If you have set your homepage to BBC Persian’s Afghanistan page and hit refresh with a frequency that makes you wonder if you suffer from OCD, then you know what I am talking about.
Early yesterday morning, the page carried this headline:
“Parliament Votes to Grant Independence to Radio Television Afghanistan”
Within an hour of my first visit, the same story was titled differently:
“Radio Television Afghanistan Will Continue to Function As a Government Agency”
Substantively, the article had not changed all that much.
Both versions said, in essence, that as a result of a vote in the Wolesi Jirga (lower house of Afghan parliament) the state-run RTA will be granted functional autonomy and freed from the shackles of the Ministry of Culture (MoC) while at the same time continuing to be funded and run as a government agency.
All the same the change of title and tone is telling.
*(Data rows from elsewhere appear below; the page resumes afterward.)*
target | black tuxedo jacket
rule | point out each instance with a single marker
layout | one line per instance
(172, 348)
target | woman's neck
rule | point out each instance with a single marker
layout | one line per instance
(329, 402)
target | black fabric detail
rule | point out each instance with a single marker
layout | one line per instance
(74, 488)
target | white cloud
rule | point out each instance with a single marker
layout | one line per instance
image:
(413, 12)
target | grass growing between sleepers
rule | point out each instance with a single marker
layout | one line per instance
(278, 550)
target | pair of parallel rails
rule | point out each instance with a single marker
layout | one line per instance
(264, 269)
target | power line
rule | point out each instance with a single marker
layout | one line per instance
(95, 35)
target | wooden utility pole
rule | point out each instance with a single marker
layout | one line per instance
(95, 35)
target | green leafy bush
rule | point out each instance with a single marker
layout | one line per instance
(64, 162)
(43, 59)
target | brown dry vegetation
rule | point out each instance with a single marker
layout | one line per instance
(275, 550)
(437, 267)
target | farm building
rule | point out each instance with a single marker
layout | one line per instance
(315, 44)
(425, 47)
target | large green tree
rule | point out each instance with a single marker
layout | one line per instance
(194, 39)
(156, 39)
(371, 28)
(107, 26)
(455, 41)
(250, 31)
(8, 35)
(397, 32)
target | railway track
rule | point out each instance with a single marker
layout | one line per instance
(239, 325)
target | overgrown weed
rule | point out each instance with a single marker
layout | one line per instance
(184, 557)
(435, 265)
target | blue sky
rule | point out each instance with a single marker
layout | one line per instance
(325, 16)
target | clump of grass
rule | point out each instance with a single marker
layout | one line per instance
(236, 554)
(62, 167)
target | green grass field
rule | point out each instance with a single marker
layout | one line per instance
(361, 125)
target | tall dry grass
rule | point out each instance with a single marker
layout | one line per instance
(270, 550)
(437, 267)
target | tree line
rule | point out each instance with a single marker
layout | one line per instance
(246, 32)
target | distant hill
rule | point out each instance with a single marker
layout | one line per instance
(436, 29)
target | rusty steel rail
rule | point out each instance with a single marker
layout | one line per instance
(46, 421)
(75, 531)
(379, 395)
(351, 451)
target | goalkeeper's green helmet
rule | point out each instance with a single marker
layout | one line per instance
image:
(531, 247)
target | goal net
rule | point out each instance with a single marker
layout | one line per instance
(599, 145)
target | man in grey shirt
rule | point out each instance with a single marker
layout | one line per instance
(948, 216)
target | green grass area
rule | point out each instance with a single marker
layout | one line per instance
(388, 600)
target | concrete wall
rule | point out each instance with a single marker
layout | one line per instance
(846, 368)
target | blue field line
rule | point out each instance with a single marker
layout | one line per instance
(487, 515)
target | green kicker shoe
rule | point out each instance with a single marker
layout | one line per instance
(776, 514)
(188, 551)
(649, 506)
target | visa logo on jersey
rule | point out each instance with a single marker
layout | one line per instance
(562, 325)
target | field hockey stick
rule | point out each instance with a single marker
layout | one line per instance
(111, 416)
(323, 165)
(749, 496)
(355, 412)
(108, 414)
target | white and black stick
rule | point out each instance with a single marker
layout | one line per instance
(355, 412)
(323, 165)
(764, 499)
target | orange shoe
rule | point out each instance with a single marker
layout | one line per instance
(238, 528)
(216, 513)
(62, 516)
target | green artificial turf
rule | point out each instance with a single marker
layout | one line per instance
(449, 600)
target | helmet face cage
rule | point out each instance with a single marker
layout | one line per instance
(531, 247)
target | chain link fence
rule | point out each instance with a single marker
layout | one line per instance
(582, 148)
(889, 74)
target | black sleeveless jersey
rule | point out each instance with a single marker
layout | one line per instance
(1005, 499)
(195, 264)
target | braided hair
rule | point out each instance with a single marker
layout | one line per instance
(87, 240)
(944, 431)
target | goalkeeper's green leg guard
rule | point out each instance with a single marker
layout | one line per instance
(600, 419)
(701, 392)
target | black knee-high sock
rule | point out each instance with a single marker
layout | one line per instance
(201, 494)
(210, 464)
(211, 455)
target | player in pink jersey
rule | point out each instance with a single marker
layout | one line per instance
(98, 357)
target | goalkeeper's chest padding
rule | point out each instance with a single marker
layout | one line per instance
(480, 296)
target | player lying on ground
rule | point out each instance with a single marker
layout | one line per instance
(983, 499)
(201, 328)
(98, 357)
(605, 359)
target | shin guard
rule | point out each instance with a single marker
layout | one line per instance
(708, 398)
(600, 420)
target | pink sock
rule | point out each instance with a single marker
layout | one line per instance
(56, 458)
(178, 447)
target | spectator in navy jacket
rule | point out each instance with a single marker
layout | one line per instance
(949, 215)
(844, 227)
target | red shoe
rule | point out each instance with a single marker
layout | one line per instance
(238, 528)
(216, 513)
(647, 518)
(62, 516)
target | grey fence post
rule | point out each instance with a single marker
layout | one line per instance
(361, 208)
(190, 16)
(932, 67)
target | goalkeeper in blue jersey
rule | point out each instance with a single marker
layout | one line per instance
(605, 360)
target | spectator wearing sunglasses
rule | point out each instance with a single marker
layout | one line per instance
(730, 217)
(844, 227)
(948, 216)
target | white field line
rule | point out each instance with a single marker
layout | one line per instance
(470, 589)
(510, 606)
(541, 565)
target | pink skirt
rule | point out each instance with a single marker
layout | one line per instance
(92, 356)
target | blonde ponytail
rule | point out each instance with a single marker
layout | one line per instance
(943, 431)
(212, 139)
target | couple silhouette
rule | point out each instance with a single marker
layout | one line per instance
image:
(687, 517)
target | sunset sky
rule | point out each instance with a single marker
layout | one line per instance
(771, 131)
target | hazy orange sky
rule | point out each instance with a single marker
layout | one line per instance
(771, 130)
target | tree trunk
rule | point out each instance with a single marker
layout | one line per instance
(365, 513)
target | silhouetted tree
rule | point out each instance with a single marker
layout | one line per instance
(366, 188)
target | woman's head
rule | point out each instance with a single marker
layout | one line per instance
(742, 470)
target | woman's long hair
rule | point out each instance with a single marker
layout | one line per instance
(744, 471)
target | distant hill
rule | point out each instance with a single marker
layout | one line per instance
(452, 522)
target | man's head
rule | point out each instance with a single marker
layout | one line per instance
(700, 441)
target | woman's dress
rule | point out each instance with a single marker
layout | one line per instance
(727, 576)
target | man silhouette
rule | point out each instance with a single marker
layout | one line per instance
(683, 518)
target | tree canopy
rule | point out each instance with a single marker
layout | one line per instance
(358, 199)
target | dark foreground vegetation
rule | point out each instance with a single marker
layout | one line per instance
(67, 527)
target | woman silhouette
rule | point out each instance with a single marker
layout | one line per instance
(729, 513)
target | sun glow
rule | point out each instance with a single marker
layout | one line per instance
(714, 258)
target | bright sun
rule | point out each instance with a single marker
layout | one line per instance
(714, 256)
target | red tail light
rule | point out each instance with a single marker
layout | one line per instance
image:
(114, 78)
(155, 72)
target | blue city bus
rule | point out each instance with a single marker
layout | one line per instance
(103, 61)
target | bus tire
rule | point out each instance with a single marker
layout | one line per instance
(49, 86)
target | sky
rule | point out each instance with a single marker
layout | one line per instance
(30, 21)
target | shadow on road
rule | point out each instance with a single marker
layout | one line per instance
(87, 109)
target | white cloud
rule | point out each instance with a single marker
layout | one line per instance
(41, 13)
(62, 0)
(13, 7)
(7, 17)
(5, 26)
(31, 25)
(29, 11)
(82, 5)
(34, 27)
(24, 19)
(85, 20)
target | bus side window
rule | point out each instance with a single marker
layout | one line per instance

One wonders whether the gestapoesque writ of the MoC and of Attorney General Sabit extend over the British Broadcasting Corporation as well. More than likely it does not, which is why BBC of all outlets should salvage some dignity and spine.
One Step Forward, Two Steps Back
On a related note, the parliament’s symbolic granting of functional autonomy to RTA and its separation from MoC, while at the same time debating how best to cut back on freedom of the press, amounts to “one step forward, two steps back.” As a continuing state-run agency, one cannot be too hopeful for a radical overhaul in RTA’s management or content. Privately-owned television stations like Tolo TV and Aina TV present the best hope for the future of media in Afghanistan. With the expected passing of the new media law by the parliament, however, even these independent outlets will be subjected to newer and certainly more draconian restrictions.